L’unité intersectorielle de soins intensifs (unité 6) est apparue particulièrement sécuritaire. On y compte quatre CI pour six chambres hôtelières. Les patients y sont systématiquement en pyjama, ne peuvent pas sortir de l’unité et n’ont pas accès à leur tabac. Aucun téléphone portable n’est autorisé. Or, les patients qui y sont accueillis ne répondent pas tous à un profil de « crise ». D’une part, la suroccupation induit que les patients y séjournent dans l’attente d’une chambre dans le secteur d’origine, parfois jusqu’à la sortie. D’autre part, les orientations se font depuis le pôle ou depuis le site, et la dimension intersectorielle n’est plus respectée.
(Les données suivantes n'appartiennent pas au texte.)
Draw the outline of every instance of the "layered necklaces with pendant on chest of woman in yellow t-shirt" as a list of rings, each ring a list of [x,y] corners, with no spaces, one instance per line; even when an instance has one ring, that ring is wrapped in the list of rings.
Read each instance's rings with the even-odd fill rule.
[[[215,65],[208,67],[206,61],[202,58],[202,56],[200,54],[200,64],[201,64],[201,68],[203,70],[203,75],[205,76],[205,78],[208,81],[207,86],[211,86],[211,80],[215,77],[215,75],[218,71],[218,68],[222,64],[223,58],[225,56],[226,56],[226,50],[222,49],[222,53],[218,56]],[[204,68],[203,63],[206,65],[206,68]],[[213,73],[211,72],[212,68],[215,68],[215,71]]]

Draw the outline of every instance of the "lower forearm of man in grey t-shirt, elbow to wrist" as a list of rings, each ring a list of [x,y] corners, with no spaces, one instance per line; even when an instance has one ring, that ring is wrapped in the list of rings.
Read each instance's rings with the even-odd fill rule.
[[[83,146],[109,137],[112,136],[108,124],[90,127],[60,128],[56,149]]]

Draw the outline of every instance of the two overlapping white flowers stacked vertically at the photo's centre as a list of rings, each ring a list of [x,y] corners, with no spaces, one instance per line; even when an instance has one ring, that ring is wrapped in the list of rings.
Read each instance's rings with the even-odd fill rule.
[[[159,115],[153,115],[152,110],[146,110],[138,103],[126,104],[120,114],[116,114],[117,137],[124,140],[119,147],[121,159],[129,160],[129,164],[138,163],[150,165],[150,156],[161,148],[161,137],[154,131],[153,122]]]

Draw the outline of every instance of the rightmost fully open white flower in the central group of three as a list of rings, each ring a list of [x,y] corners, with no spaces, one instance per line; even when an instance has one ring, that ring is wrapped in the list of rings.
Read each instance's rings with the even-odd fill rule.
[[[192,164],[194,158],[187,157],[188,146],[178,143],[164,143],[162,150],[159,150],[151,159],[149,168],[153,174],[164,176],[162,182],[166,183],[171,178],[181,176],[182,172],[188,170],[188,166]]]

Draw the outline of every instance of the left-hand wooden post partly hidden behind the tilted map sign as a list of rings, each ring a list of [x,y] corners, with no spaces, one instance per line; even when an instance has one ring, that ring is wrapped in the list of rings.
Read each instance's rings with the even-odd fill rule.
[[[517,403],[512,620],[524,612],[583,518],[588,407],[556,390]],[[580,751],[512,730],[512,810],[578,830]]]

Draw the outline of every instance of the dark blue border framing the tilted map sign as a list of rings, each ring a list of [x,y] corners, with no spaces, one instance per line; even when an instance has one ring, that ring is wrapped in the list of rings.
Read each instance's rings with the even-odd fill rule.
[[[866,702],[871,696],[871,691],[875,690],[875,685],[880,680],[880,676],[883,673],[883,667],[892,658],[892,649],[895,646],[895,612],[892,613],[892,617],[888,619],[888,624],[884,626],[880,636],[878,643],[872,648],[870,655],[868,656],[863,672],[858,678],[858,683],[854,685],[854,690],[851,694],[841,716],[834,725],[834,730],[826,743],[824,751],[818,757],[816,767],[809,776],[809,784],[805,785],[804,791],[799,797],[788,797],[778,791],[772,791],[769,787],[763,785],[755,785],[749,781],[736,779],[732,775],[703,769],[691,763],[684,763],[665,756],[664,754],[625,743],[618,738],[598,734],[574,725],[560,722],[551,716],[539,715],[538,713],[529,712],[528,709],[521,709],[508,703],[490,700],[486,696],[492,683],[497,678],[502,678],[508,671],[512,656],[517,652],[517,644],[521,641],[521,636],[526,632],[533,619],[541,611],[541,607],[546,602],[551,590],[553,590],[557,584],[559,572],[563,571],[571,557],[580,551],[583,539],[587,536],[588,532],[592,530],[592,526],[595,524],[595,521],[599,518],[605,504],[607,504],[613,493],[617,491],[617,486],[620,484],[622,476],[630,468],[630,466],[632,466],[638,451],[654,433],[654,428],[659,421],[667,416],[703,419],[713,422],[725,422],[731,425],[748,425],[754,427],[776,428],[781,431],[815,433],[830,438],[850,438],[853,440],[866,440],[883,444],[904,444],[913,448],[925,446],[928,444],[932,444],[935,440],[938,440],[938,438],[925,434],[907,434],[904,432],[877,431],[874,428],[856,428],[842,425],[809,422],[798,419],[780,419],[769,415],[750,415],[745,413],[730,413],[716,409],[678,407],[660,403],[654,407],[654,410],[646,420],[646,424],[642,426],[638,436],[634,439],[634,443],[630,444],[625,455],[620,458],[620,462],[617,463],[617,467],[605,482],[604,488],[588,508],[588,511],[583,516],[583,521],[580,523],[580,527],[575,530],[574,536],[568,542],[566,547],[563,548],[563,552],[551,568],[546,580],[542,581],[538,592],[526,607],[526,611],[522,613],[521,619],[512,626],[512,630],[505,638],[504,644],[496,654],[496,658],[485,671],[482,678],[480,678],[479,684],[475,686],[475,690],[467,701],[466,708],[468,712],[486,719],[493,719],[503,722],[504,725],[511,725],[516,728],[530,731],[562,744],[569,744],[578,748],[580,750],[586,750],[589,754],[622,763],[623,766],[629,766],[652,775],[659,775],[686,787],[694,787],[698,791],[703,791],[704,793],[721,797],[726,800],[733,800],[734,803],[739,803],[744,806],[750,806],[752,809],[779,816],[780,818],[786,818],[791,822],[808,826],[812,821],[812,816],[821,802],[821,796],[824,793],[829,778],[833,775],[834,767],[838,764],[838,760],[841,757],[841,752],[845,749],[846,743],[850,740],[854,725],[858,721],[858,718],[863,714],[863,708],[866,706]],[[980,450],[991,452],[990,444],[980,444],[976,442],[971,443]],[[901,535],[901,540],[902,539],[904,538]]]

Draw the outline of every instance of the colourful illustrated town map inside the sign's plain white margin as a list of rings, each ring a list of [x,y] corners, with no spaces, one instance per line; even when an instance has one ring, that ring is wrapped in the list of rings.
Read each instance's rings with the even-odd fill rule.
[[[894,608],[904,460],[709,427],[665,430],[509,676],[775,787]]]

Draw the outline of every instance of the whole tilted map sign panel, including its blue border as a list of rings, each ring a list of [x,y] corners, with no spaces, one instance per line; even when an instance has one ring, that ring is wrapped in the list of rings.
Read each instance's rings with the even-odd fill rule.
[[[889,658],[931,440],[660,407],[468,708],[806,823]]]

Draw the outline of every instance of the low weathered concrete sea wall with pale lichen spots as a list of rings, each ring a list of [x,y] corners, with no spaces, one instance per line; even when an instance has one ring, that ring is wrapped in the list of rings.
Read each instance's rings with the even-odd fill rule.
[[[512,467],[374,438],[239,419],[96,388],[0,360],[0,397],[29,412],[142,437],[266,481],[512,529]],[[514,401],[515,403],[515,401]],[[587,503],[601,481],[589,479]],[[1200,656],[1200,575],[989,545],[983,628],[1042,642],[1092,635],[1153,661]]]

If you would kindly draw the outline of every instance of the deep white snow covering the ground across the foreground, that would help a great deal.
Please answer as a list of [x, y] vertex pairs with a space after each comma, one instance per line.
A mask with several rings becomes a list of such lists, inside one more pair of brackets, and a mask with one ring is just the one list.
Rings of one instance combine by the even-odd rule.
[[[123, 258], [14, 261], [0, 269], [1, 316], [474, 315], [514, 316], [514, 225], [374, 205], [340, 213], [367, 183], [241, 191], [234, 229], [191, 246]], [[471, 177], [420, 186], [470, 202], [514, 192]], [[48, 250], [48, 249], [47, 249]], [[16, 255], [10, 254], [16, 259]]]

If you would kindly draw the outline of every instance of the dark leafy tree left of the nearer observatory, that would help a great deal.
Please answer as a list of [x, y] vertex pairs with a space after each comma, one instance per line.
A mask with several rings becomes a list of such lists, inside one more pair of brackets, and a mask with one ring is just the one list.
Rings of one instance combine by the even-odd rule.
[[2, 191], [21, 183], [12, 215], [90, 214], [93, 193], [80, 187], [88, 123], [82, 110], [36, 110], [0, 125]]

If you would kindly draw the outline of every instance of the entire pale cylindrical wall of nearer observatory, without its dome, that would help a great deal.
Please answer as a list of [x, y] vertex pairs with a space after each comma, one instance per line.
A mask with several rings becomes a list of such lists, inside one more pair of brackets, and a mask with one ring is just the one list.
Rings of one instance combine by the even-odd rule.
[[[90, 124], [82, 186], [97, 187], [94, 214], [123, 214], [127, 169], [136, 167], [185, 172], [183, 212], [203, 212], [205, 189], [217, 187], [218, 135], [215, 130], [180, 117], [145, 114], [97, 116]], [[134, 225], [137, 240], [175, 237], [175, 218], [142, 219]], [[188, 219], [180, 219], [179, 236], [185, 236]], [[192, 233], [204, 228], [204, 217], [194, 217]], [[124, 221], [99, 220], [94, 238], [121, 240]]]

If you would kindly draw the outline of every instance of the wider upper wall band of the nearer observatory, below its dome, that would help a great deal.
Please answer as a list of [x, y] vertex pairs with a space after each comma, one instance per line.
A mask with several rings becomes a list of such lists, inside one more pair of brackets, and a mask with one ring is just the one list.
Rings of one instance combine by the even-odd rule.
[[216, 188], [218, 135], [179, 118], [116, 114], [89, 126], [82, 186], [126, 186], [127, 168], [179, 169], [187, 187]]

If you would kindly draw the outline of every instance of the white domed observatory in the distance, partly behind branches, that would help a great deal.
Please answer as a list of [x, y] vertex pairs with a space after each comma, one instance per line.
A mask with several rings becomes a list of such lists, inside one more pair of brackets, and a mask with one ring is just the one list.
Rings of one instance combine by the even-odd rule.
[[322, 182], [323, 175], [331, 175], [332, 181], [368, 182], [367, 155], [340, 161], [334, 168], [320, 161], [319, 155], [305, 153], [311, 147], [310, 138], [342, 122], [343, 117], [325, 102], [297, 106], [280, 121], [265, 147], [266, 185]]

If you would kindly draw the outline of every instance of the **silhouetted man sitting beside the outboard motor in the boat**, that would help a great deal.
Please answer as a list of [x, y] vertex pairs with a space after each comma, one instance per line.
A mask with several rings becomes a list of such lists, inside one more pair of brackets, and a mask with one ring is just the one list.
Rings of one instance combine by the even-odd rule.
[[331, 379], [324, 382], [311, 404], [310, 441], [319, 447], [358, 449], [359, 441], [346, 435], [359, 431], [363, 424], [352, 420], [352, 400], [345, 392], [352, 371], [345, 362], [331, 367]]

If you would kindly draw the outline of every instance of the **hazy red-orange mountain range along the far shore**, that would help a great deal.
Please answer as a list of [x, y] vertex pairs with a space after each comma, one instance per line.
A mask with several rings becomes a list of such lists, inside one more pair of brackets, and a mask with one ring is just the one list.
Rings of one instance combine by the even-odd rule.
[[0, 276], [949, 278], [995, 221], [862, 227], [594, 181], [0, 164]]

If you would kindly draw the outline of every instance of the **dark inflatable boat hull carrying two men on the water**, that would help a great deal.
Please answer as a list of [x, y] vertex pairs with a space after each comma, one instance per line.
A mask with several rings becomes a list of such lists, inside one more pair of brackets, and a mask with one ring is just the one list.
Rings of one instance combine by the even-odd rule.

Il n’est pas déployé de politique effective de réduction du recours et des durées des mesures d’isolement-contention. La recherche d’une CI au sein du GHU est entreprise avant celle des mesures alternatives à mettre en place. Des isolements échappent à la traçabilité et sont parfois réalisés dans un espace non dédié. Ainsi, les isolements en chambres « sécurisées » ne sont pas recensés comme tels. Ces dernières ne répondent ni aux exigences d’une CI ni à celles d’une chambre hôtelière. Les isolements séquentiels ne sont pas recensés comme tels dans le registre, qui ne fait l’objet d’aucune analyse statistique. Il a été constaté des durées particulièrement longues d’isolement et de contention. Des mineurs en soins libres sont isolés et parfois contenus.

Si le GHU déploie des espaces d’apaisement dans l’ensemble des unités, il est apparu que les deux espaces déjà aménagés au sein du site Henri Ey n’étaient pas utilisés comme des lieux alternatifs à l’isolement en cas de crise.

Les soignants ne sont pas formés aux droits des patients en soins sans consentement ni aux alternatives à l’isolement et à la contention. Les directives anticipées en psychiatrie sont déclinées selon des plans de prévention partagés en extra hospitaliser exclusivement ; leur mise en œuvre en cas d’hospitalisation n’est pas effective. La pair-aidance connaît un début de déploiement. L’ensemble de ces outils et leviers n’est toutefois pas articulé dans le cadre d’une politique globale.

Les patients sont insuffisamment informés de leurs droits et des règles de vie dans les unités. Les livrets d’accueil correspondent à l’ensemble du GHU et ne sont pas spécifiques du site ; ils ne sont pas systématiquement distribués, ni expliqués aux patients. Les décisions sont notifiées ainsi que les droits, mais sans un temps d’explication renouvelé. Les soignants sont peu formés aux procédures ; les patients connaissent mal le rôle des représentants des usagers, de la commission des usagers, du juge des libertés et de la détention (JLD).

Si les procédures sont correctement renseignées et le livre de la loi parfaitement tenu, les JLD, en sous-effectifs, ne sont pas en mesure d’exercer pleinement leur contrôle. Les audiences ne se tiennent que sur le site du CH Sainte-Anne et les contacts avec des patients isolés ou sous contention, par visio-conférence ou téléphone, inexistants.

Une réunion de restitution a eu lieu le 9 avril 2024 à 11h.

Un rapport provisoire a été adressé au début du mois de juillet au directeur du GHU, à l’agence régionale de santé d’Île de France, au président du tribunal judiciaire de Paris ainsi qu’à la procureure de la République près ce tribunal et au préfet de Paris pour une période d’échange contradictoire d’un mois.

Seul le directeur du GHU Paris psychiatrie et neurosciences a formulé en retour des observations, par courrier du 27/08/2024, auxquelles était joint un tableau récapitulatif détaillé comportant  remarques et plan d’actions afférents à chacune des recommandations, indiquant que certaines avaient  d’ores et déjà été prises en compte par l’établissement. Le directeur soulignait par ailleurs que plusieurs des recommandations formulées et les actions mises en place ou proposées en réponse ne pouvaient être totalement décorrélées du contexte conjoncturel national extrêmement tendu en termes de capacitaire et de personnel, impactant inexorablement l’organisation hospitalière. Ses observations sont insérées dans le corps du rapport, en police spécifique.

 

[1] CGLPL, Rapport de première visite, centre hospitalier Henry Ey Paris 13ème, 26 au 30 avril 2010 (en ligne).